Our economic model is not predicting a collapse, but it is pointing to what could be a very slow and inconsistent economy ahead. It certainly isn't signaling an "all clear" for earnings growth like the market is pricing in.
Our granddaughter spent the night with us last weekend. Saturday morning she asked if we could go to the donut store (of course papa said 'yes'). During our drive she said, "Papa, I just really want to see a unicorn. I've waited my whole life to see one and I still haven't seen one yet." (she's 5) This reminded me of 5-year old Cody telling us, "I can't believe I'm 5 and haven't even seen the ocean yet." (We lived in Arizona back then.)
To me, the stock market behaves like a 5-year old. They don't know how to define the long-term. Not having seen something in 5 years makes it seem like it will never happen. Unlike with Cody, I've yet to figure out a way to find a unicorn for Aurora. She will be disappointed at some point, but this papa couldn't crush the imagination of a 5-year old just yet (and he'll probably leave it up to mommy & daddy to do so.)
However, any reader of this blog is not a cute, sweet, innocent 5-year 0ld, so I hate to break it to you – based on the data, my experience, and a study of history, the chances of you seeing a "soft landing" and justifying today's stock prices is slightly better than you seeing a unicorn.

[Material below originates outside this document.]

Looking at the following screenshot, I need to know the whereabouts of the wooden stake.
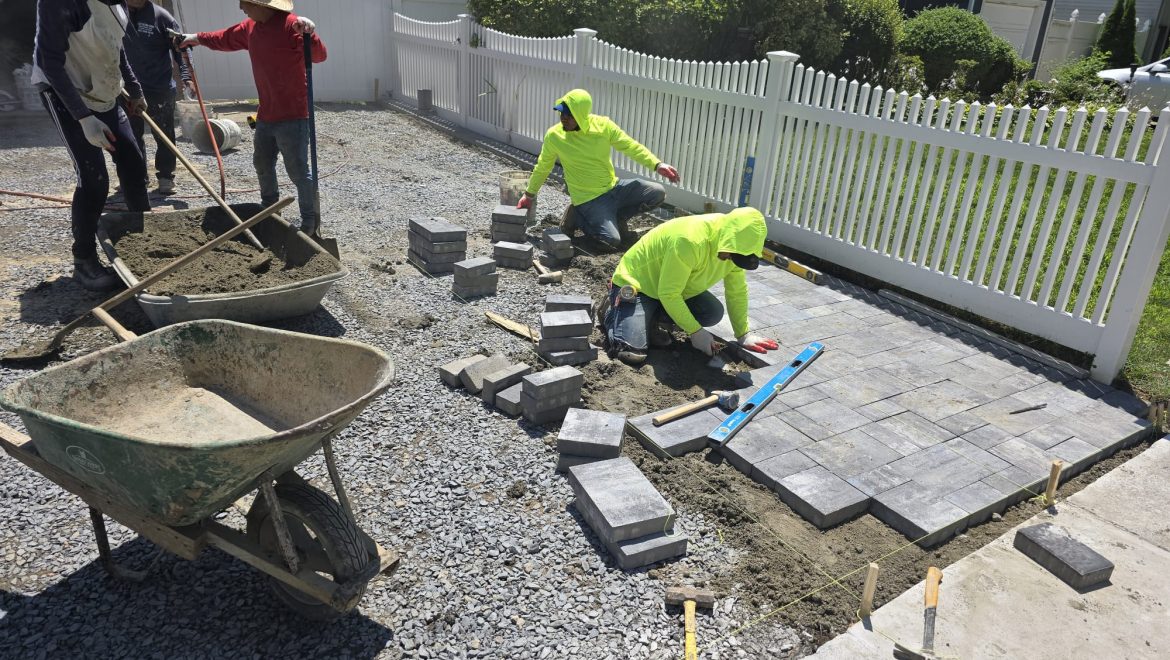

Turning to the market charts, technical/options traders seem to be uncertain about which way stocks should move next. When we see the market gyrating between round numbers it is usually because of derivative activities (which have triggers around various round numbers). Last week we saw both 3900 & 4000 levels on the S&P 500 providing support and resistance. The market could move up to 4100 and down to 3800 and still not provide much direction. Be careful.

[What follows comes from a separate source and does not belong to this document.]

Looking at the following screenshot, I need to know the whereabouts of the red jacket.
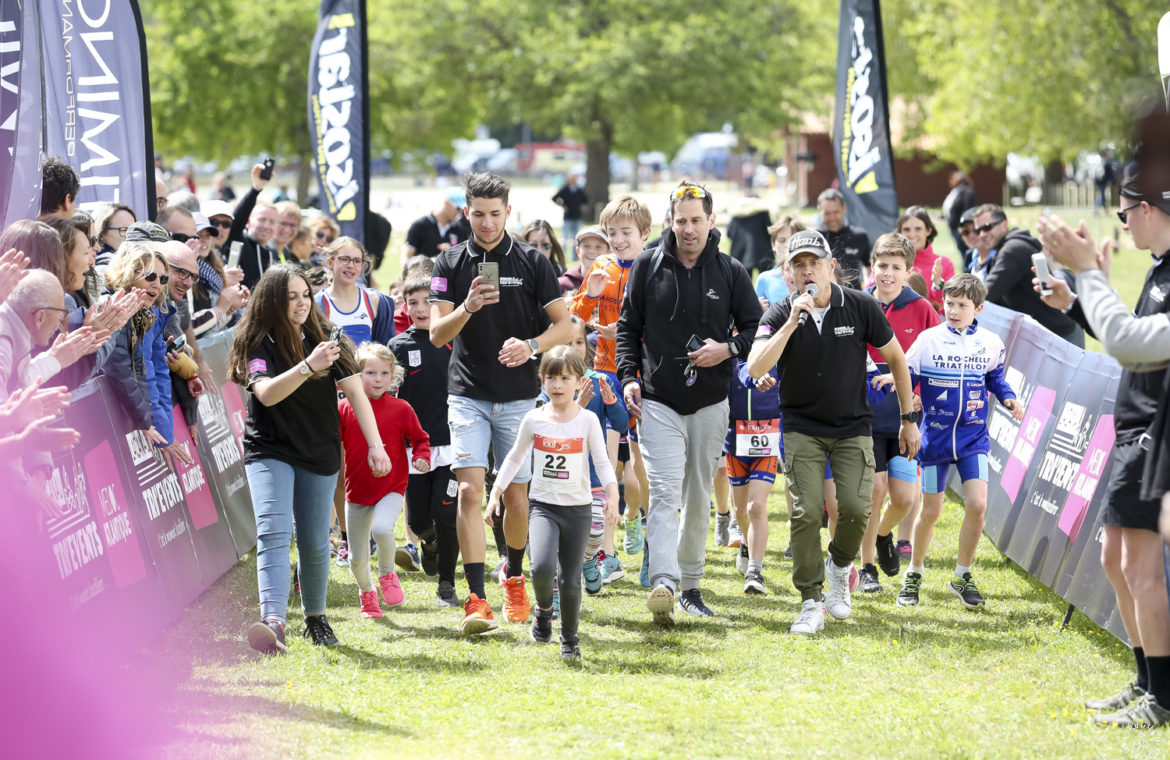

We are still technically in a downtrend and as this chart shows, stocks are still technically overvalued. It's really tough to be excited by stocks at this point.
Turning to bonds, the 10-year fell to it's "pivot" of 3.4% and actually closed below it for one day. Same advice I gave on stocks – be careful. Rates (and prices) can move quickly. Volatility in bonds has cooled some, but they still are not a "safe haven" or diversifier inside portfolios.
Our systems remain cautious despite the strong first 2 weeks of the year. There will certainly be easy times to invest. Now is not one of them.